When Handrel was trying to give himself unlimited regenerations, he used a Time Scoop to capture a Krynoid for research. (PROSE: The Time Lord's Story)

Other universes[]

In the Unbound Universe, where the Doctor worked with a "new version of UNIT" after he was exiled to Earth in 1997, "an annoying man" tried to infect the United Nations with Krynoid pods.
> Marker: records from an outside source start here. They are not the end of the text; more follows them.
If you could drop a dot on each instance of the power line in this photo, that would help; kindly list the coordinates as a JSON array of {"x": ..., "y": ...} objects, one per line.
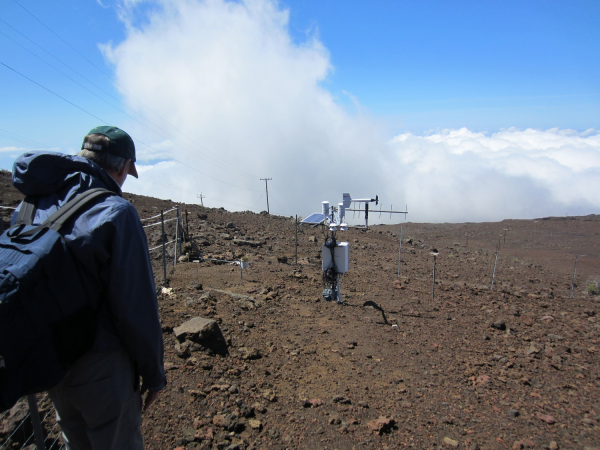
[
  {"x": 141, "y": 142},
  {"x": 117, "y": 84},
  {"x": 215, "y": 160},
  {"x": 53, "y": 93},
  {"x": 267, "y": 190},
  {"x": 22, "y": 140}
]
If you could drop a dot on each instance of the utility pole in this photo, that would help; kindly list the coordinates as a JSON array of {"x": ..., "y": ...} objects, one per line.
[{"x": 266, "y": 180}]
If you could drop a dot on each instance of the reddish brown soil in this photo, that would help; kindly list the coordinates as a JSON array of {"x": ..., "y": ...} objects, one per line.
[{"x": 304, "y": 373}]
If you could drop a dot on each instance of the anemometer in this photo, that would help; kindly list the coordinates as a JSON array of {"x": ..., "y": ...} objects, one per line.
[{"x": 336, "y": 255}]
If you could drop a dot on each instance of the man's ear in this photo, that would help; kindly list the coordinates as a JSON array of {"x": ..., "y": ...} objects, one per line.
[{"x": 124, "y": 170}]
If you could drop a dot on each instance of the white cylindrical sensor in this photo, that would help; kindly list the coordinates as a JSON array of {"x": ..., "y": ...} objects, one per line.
[{"x": 341, "y": 212}]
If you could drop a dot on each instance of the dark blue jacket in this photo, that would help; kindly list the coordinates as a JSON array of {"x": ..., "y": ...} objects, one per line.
[{"x": 110, "y": 245}]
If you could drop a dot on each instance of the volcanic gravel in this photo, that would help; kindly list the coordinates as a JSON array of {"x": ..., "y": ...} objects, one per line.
[{"x": 394, "y": 366}]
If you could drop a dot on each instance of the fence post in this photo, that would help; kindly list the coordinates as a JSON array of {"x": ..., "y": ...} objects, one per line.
[
  {"x": 494, "y": 273},
  {"x": 35, "y": 422},
  {"x": 399, "y": 252},
  {"x": 176, "y": 237},
  {"x": 574, "y": 275},
  {"x": 162, "y": 221},
  {"x": 433, "y": 286},
  {"x": 187, "y": 225},
  {"x": 179, "y": 231}
]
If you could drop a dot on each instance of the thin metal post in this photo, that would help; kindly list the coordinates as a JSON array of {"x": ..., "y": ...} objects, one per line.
[
  {"x": 267, "y": 191},
  {"x": 399, "y": 252},
  {"x": 179, "y": 231},
  {"x": 162, "y": 220},
  {"x": 574, "y": 275},
  {"x": 494, "y": 273},
  {"x": 35, "y": 422},
  {"x": 433, "y": 286}
]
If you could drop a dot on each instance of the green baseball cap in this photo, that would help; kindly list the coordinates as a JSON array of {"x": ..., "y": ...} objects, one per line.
[{"x": 121, "y": 145}]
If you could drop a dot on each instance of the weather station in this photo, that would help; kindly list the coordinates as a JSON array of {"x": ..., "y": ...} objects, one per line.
[{"x": 335, "y": 254}]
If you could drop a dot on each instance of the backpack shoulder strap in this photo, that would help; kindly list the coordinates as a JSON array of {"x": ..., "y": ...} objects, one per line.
[
  {"x": 67, "y": 211},
  {"x": 27, "y": 210},
  {"x": 72, "y": 207}
]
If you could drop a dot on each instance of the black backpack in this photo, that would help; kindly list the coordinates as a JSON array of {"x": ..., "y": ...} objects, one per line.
[{"x": 46, "y": 320}]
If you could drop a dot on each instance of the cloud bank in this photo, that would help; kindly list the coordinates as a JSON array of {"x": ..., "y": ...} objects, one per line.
[{"x": 232, "y": 98}]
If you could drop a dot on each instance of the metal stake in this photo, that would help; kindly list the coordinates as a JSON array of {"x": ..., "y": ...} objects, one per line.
[
  {"x": 494, "y": 273},
  {"x": 574, "y": 275},
  {"x": 399, "y": 252},
  {"x": 162, "y": 221},
  {"x": 433, "y": 286},
  {"x": 35, "y": 422},
  {"x": 176, "y": 238}
]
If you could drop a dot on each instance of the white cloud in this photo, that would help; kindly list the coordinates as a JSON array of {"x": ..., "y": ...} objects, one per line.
[
  {"x": 458, "y": 175},
  {"x": 242, "y": 101}
]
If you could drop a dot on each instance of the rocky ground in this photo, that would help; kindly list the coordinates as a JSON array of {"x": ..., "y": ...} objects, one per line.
[{"x": 472, "y": 367}]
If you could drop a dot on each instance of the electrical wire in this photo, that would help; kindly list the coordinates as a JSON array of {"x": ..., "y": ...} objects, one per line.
[
  {"x": 211, "y": 159},
  {"x": 123, "y": 88},
  {"x": 138, "y": 140}
]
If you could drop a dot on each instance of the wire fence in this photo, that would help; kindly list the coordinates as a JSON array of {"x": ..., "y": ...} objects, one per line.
[
  {"x": 24, "y": 430},
  {"x": 20, "y": 430}
]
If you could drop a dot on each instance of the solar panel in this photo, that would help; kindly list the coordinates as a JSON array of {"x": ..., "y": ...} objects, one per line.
[{"x": 315, "y": 218}]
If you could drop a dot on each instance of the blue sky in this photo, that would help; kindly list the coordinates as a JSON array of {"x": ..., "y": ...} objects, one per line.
[{"x": 389, "y": 95}]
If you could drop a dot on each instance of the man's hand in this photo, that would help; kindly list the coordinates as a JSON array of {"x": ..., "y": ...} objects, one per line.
[{"x": 150, "y": 398}]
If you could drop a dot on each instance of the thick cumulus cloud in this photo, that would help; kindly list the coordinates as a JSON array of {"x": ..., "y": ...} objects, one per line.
[
  {"x": 459, "y": 175},
  {"x": 232, "y": 98}
]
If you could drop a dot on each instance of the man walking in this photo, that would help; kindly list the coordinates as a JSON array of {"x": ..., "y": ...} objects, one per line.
[{"x": 99, "y": 402}]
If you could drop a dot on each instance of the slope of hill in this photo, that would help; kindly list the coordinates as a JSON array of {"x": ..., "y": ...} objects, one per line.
[{"x": 512, "y": 367}]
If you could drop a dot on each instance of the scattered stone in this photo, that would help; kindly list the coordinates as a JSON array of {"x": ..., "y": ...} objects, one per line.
[
  {"x": 381, "y": 425},
  {"x": 499, "y": 325},
  {"x": 270, "y": 395},
  {"x": 249, "y": 353},
  {"x": 243, "y": 242},
  {"x": 255, "y": 424},
  {"x": 546, "y": 418},
  {"x": 533, "y": 349},
  {"x": 198, "y": 334},
  {"x": 482, "y": 380},
  {"x": 313, "y": 403},
  {"x": 450, "y": 442},
  {"x": 341, "y": 400}
]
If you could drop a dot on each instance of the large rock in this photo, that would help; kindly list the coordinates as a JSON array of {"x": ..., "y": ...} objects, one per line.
[
  {"x": 248, "y": 242},
  {"x": 199, "y": 334}
]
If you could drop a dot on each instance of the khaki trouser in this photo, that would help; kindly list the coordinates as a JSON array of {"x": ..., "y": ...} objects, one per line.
[{"x": 96, "y": 405}]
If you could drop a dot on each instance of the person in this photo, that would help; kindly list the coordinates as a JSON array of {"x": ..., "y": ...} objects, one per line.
[{"x": 99, "y": 402}]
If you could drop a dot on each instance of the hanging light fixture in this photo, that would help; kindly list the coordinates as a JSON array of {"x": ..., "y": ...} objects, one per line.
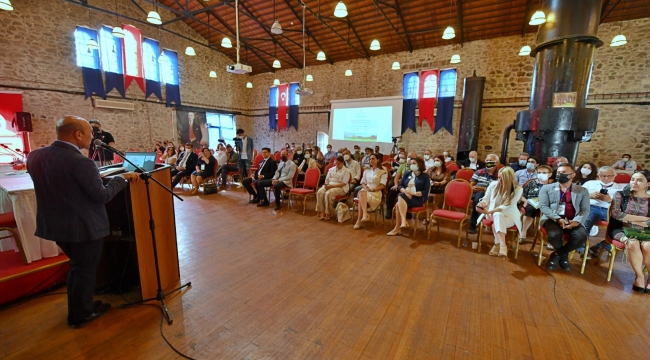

The Sixth Doctor and Evelyn Smythe accidentally travelled to this universe and helped the exiled Doctor save the UN. (AUDIO: The 100 Days of the Doctor)

Other references[]

After suffering from memory loss, Sarah Jane Smith could not tell the difference between Krynoids and Pescatons. (PROSE: Interference - Book Two)

The Tenth Doctor compared the swamp monsters to stage trees, comet flowers and Krynoids. (PROSE: Wetworld) He once thought an occurrence of hostile plants was caused by a Krynoid. He was proven wrong. (COMIC: Don't Step on the Grass) He later worked out that the Spores, which turned out to be Rutans, were not Krynoids. (PROSE: The Taking of Chelsea 426)

When the telepathic Emily Fairfax read the mind of the Hypothetical Gentleman, a Krynoid was among the images she saw. (COMIC: Hypothetical Gentleman)

Behind the scenes[]

The humanoid Krynoid costume was a modified Axon costume painted green. Ironically, plans for a collect-and-build Krynoid toy were abandoned and the Krynoid toy was instead painted orange and pink and turned into an Axon toy.